— Ну, ничего! Такой дядька толковый, столько мне всякого полезного сказал!..
«Дядька», с портфелем в руках, вышел из комнаты.
— Не раздевайтесь, проводите меня, — приказал он Семену, повернулся к Валентине, и голос у него стал совсем иным, ласковым стал, добрым, теплым. — Пожалуй, знаете, я пойду, пора уже мне. Мы ведь и все с вами? Есть еще ко мне вопросы?

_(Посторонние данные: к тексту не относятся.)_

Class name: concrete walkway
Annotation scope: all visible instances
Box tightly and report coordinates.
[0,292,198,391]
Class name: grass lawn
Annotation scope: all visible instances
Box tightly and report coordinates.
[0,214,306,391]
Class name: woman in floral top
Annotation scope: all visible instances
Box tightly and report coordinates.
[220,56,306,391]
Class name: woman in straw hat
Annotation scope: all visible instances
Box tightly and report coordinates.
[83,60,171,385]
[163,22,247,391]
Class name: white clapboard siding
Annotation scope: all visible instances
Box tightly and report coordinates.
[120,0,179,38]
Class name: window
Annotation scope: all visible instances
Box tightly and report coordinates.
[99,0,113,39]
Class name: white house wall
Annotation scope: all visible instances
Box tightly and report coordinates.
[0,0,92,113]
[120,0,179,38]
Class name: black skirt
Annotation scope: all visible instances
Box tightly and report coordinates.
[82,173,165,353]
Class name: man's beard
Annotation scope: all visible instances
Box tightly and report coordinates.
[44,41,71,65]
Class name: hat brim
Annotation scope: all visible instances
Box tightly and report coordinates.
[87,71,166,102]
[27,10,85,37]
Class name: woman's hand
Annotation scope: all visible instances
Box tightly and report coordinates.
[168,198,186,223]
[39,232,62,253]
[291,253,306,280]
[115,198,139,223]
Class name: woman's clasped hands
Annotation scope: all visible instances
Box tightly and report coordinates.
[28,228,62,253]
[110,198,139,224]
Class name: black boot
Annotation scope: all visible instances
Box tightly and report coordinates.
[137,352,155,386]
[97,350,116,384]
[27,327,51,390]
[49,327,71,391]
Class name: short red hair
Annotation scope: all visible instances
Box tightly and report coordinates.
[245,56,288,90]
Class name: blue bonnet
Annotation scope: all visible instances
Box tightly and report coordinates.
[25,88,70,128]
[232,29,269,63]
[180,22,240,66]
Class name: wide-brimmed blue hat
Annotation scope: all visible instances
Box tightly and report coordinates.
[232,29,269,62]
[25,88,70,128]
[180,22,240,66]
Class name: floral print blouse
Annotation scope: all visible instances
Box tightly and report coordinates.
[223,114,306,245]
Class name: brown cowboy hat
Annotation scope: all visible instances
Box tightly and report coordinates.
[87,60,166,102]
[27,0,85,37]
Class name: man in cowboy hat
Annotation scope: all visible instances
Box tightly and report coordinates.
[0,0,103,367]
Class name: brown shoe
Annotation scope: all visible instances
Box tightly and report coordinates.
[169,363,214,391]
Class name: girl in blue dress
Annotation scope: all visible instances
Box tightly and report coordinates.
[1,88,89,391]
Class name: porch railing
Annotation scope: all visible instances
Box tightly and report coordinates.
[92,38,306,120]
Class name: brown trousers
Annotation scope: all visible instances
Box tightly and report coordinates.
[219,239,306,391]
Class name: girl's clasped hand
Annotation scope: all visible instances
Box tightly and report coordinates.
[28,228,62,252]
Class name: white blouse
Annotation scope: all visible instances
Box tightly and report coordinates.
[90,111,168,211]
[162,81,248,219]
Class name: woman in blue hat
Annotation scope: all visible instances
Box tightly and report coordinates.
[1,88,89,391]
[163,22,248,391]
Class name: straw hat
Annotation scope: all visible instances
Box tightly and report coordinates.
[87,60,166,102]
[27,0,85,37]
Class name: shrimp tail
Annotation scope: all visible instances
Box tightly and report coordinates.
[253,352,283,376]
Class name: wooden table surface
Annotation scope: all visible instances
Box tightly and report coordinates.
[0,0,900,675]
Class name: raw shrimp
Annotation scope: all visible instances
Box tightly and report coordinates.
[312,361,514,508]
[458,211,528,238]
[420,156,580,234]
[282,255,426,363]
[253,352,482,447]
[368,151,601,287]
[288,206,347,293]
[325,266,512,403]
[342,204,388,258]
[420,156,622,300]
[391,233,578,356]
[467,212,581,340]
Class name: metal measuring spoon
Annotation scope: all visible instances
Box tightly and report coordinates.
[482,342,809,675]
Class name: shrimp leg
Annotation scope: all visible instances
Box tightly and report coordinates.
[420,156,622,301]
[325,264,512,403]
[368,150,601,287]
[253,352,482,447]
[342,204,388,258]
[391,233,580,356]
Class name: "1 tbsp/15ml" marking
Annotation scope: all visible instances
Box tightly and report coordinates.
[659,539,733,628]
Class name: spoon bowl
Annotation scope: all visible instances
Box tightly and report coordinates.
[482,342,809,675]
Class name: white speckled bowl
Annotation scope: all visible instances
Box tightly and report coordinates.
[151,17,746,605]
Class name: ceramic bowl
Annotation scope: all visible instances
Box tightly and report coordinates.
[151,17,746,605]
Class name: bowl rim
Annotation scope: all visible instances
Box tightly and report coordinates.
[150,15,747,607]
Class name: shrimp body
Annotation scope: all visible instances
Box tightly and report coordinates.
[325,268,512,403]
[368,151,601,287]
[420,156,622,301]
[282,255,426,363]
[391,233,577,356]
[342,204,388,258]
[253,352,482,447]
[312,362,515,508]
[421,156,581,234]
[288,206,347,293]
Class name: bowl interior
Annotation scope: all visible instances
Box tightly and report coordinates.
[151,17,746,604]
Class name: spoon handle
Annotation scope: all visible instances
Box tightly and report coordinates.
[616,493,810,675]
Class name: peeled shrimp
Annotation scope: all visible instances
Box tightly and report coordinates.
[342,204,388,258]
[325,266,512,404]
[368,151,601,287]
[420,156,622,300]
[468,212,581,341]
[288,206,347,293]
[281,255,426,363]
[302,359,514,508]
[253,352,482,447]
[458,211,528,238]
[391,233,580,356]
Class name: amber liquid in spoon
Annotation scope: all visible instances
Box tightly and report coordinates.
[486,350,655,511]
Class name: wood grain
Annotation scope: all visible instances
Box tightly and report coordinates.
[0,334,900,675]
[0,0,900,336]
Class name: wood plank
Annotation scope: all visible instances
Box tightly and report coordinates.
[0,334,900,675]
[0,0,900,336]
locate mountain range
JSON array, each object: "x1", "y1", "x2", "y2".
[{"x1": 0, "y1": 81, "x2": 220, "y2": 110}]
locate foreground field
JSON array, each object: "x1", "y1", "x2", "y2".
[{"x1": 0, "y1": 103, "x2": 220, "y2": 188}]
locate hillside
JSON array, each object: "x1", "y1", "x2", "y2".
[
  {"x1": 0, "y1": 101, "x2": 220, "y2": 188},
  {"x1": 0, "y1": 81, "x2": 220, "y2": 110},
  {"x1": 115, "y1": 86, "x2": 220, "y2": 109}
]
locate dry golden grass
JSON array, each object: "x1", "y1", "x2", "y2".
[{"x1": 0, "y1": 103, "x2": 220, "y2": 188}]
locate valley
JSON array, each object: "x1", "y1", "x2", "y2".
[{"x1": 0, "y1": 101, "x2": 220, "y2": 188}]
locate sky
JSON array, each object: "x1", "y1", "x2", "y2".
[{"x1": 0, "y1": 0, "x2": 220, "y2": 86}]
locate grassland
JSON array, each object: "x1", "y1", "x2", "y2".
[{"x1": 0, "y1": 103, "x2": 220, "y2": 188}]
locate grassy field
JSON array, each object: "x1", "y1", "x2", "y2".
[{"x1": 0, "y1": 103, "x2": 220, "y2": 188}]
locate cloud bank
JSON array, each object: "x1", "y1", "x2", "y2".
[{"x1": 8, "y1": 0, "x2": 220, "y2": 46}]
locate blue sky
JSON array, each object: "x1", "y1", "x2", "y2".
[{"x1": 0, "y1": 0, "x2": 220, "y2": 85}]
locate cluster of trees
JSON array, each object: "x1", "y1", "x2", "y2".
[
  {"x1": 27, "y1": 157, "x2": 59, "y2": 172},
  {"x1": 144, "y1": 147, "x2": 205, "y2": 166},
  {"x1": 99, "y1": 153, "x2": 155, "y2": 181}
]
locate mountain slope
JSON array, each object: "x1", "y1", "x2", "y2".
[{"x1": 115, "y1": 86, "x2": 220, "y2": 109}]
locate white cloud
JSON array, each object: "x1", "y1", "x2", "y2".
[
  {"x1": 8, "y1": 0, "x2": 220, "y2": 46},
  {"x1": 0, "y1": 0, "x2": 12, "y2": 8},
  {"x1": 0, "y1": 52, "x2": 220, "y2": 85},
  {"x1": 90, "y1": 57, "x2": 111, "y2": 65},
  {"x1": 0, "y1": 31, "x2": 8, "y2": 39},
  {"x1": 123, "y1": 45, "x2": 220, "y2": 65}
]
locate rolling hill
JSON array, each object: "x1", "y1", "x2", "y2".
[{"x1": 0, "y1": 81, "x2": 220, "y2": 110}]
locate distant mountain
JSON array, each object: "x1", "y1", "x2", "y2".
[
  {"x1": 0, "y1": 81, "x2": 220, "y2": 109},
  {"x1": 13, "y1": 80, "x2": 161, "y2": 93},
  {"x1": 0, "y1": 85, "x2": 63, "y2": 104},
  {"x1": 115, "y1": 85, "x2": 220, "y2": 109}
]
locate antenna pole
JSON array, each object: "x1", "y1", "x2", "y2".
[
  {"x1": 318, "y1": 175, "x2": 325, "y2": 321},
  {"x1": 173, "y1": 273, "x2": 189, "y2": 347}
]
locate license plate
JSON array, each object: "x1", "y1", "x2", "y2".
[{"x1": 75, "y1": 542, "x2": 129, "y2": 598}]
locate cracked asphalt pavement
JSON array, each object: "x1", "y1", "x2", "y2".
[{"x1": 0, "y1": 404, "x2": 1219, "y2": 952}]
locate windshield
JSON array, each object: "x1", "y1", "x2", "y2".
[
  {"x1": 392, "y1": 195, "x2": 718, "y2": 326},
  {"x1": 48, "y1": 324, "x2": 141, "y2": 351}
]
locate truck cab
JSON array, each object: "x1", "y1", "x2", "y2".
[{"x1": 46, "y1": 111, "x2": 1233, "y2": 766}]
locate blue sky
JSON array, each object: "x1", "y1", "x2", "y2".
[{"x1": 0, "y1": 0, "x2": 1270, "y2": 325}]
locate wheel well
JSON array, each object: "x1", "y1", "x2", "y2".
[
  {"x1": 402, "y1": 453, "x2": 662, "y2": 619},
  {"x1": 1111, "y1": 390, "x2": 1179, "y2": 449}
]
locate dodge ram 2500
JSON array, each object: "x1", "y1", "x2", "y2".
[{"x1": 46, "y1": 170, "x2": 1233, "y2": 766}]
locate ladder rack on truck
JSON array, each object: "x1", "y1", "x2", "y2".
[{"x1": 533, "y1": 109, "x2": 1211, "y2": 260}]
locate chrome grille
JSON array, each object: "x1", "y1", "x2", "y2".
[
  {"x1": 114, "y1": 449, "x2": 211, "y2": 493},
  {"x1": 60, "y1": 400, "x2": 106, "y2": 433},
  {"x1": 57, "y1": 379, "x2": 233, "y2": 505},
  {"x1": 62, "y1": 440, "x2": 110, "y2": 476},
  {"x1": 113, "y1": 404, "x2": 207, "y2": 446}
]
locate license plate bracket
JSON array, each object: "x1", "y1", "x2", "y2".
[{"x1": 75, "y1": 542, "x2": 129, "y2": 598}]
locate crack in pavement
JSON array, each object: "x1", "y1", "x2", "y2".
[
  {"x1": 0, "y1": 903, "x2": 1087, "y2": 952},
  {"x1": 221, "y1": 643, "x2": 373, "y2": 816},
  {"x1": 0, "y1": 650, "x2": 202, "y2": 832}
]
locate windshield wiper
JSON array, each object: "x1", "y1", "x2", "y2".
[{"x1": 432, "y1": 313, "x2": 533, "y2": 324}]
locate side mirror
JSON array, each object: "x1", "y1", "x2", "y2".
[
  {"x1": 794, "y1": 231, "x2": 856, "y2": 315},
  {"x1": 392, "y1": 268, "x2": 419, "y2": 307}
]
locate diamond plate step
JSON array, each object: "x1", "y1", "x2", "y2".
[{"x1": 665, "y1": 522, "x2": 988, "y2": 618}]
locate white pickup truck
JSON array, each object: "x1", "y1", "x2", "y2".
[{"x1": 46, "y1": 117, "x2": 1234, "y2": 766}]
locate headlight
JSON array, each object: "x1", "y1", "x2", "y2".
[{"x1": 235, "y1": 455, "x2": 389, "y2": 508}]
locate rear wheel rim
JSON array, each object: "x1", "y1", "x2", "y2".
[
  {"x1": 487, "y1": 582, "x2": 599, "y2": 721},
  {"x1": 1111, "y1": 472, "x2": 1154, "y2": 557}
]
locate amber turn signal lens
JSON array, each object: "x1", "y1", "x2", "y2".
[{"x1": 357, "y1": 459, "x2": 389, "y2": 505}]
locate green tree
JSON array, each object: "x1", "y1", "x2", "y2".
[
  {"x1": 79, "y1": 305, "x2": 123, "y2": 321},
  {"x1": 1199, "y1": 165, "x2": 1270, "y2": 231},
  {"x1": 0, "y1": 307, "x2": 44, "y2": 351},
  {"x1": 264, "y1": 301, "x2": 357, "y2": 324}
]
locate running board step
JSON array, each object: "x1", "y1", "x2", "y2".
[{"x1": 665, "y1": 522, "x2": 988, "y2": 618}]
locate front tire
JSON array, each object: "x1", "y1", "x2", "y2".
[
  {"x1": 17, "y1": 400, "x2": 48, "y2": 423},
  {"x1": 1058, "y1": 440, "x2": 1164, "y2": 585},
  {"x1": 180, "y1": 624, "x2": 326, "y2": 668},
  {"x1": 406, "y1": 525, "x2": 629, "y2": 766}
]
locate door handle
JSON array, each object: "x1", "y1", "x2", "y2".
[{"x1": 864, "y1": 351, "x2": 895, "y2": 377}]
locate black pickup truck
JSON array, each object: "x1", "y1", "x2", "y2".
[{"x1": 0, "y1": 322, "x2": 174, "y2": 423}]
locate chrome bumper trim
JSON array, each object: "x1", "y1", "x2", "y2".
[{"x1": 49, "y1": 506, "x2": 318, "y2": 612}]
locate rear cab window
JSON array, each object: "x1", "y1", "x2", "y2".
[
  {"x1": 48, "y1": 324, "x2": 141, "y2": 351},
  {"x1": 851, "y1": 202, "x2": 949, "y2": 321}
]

Жена, смущаясь, с затаенной улыбкой покачала головой:
— Нет вроде.
Нет, ничего, конечно, не было такого, с облегчением подумал Семен.
— Я пока товарища провожаю, сбегаешь за ребятами? — попросил он жену.
— Сбегаю, сбегаю, — ответила та с веселой легкостью, — невозможна была в ней эта легкость два еще часа назад!..
Выйти из подъездного тепла в метелящий холод совершенно не отогревшимся, казалось, пока шел лестницей, сверх всяких сил, но нельзя же было не выйти, — и вышел.
Врач первую минуту на улице шагал молча, уйдя головой в воротник, кривясь лицом под ветром, может быть, он ждал вопросов, но Семену нечего было спрашивать — какие у него вопросы, один, и все, больше нет, — и он тоже молча ждал приговора.
— А вы что же, молодой человек, — голос у врача был тем же раздраженно-скрипучим, что и вчера в кабинете, когда Семен уговаривал его прийти. — Вы что же, никогда не просили ее попеть вам?
Семен какое-то мгновение не понимал его. Совсем о другом он ждал слов, причем здесь — просил он ее, не просил…
— Я спрашиваю: не просили никогда, нет? — повторил врач.
— А-а… ну да, — заторопился Семен, — ну да, никогда, нет.
— А почему?
— Ну, то есть как «почему»? — Семен занервничал. При чем здесь все это, в самом деле, о нем разве разговор… о Валентине разговор! — Не хотела она — вот и все почему, — сказал он.
— А вам самому разве не интересно было? Вам не хотелось услышать ее?
Семен вспомнил, как в тот их разговор с женой, когда она сказала о магнитофоне, он предложил ей: «Сейчас вот пристану к тебе: пой при мне!..»
— Да а чего мне хотеться? — посмотрел он на врача. — Ей бы хотелось — не отказался, а так-то чего приставать к ней.
Врач тоже повернул к нему голову, и взгляды их встретились. Семен увидел в его глазах что-то похожее на вчерашнюю жалеющую усмешливость, но не усмешливость это была, нет, не она…
— А самому вам, самому, — проговорил врач, — самому никогда не приходило вам в голову: попросить об этом?
Семен отшагал несколько метров не отвечая.
— Простите, доктор, — сказал он затем сквозь стиснутые зубы, — я вас не понимаю! Вы мне о главном скажите, не мучьте меня, больна она, не больна, что с ней такое, скажите?!
— Нет, не больна, — не давая ему договорить, резко ответил врач. — Нисколько не больна, можете быть спокойны. Насчет болезни я вам гарантирую.
Семен посочувствовал, что ему враз, каким-то одним толчком сделалось тепло, — так крепко, так мощно, с такой счастливой силой забухало в груди сердце.
— Точно, доктор? — не смея еще верить, спросил он.
— Точно, — сказал врач. — Истерия у нее, конечно, определенная есть. Но это совсем не то, чего вы боялись. Без истерии и быть не могло, обязательно должна была появиться.
— Почему обязательно? — Семену послышалось в голосе врача словно бы обвинение.